Earlier, PSOE spokeswoman Adriana Lastra accused right-wing MPs of "bullying".
She said MP Tomás Guitarte of the small Teruel Existe party had suffered so much pressure that he concealed his whereabouts out of fear. She said he had received more than 8,000 emails urging him to vote "no" instead of "yes".
Spain's politics was unstable last year, with two inconclusive elections in April and November.
The PSOE won again in November, but were weakened, taking 120 seats - three fewer than in April. The new far-right Vox party surged to third place, deepening Spain's political fragmentation.
Vox leader Santiago Abascal accused the PSOE on Tuesday of covering up gang rapes by illegal immigrants.
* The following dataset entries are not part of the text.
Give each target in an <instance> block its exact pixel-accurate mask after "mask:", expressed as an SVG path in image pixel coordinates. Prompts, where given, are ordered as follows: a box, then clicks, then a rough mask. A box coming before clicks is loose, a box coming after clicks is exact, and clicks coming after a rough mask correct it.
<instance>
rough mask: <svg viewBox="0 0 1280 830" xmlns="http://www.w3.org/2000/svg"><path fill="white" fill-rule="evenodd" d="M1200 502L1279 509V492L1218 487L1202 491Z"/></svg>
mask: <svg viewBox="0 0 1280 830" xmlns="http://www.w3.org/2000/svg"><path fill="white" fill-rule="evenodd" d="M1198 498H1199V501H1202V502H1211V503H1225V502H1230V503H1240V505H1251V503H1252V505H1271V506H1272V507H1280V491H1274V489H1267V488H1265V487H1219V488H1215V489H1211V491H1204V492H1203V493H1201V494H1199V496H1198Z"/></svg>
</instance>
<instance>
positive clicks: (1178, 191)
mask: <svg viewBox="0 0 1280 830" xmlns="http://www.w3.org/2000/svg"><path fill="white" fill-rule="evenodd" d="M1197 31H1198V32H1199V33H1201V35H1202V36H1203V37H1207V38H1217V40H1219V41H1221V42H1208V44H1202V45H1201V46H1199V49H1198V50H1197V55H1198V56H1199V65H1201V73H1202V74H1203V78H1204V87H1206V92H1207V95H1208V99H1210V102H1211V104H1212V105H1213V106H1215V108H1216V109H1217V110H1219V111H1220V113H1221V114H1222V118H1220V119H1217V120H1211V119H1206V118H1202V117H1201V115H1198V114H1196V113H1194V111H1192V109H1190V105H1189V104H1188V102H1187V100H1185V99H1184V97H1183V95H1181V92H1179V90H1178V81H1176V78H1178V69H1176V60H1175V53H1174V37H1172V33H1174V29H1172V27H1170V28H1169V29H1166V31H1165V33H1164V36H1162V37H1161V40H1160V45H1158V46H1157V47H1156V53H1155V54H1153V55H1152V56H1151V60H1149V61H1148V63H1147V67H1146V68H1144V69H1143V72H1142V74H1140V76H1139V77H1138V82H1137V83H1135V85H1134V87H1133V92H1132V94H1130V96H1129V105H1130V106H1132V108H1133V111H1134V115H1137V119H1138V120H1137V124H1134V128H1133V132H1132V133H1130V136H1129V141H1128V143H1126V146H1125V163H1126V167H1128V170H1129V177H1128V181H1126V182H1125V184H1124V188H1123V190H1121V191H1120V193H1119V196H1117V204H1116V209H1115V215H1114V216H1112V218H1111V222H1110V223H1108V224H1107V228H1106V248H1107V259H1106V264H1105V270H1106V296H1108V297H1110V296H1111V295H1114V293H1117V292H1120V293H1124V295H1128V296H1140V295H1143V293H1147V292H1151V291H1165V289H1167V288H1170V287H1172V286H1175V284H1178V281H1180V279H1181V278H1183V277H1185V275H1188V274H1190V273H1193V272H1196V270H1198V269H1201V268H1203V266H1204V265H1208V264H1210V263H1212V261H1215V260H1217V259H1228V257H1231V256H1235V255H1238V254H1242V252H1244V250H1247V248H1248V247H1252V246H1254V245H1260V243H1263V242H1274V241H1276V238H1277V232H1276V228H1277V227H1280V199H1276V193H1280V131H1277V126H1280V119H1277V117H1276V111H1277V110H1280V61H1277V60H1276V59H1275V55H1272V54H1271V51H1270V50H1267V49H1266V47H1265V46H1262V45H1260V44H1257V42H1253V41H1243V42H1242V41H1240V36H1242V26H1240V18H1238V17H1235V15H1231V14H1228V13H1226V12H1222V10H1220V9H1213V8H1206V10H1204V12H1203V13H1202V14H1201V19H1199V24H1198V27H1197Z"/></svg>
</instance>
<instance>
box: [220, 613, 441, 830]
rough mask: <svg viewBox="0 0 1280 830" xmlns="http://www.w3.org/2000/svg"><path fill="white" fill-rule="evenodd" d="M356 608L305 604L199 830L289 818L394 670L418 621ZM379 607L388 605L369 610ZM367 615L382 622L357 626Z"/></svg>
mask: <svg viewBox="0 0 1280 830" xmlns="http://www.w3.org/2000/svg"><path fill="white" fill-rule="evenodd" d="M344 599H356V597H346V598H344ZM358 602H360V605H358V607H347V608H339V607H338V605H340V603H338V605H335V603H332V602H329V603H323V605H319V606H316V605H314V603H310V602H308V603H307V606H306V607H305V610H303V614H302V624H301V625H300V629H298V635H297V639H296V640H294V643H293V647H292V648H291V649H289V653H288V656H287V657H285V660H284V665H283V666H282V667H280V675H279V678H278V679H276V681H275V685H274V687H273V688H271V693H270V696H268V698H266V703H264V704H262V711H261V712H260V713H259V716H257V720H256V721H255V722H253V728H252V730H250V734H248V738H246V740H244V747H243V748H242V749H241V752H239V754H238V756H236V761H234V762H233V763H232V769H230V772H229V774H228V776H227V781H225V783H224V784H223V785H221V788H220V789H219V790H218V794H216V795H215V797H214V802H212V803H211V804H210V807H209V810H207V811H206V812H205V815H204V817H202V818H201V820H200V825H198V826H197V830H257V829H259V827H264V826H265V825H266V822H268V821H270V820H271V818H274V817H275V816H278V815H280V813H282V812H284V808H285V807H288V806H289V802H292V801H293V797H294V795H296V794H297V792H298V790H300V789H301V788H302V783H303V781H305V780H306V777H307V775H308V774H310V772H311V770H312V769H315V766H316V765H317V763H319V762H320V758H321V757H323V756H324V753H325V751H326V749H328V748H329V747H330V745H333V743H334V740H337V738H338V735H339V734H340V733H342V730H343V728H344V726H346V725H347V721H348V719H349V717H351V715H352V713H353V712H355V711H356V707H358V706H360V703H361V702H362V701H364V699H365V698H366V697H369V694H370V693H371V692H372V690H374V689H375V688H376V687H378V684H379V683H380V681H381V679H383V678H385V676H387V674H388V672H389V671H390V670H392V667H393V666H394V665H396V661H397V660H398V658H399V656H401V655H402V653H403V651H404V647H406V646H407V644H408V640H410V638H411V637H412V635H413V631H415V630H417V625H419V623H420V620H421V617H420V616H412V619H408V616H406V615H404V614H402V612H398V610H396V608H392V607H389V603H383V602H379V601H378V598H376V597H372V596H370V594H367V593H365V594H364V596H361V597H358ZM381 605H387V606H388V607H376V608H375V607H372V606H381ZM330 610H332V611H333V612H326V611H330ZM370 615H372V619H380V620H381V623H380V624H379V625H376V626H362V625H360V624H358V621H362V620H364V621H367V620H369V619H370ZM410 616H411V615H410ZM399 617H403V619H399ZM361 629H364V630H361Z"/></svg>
He was the only leader not to congratulate Mr Sánchez.
Before the vote, opposition centre-right Popular Party (PP) leader Pablo Casado accused Mr Sánchez of acting as an "extremist" - not a moderate - by allying himself with the far left and the Basque and Catalan nationalists, without explaining that to the Spanish people.
"You lied and this stigma accompanies the government at its birth," he said.
The PSOE struck a deal which secured the narrow win for Mr Sánchez: the 13 MPs from Catalonia's largest separatist party, the ERC, agreed to abstain, as did the five from a Basque party, Bildu.
The ERC decision came after Mr Sánchez agreed to open a formal dialogue on the future of Catalonia, if confirmed as prime minister, and to then submit the dialogue's conclusions to Catalan voters.
The Catalan separatists' drive for independence overshadows Spanish politics, with the conservative and far-right opposition parties bitterly opposed to it.
Mr Sánchez said he wanted to free Spanish politics of its "toxic atmosphere". He said dialogue was necessary to "overcome the territorial disputes, always in line with the constitution".
The PSOE opposes granting Catalans a legal independence referendum, while recognising that both Catalonia and the Basque Country are nations within Spain, and not just regions. The Catalans and Basques already have a large degree of autonomy.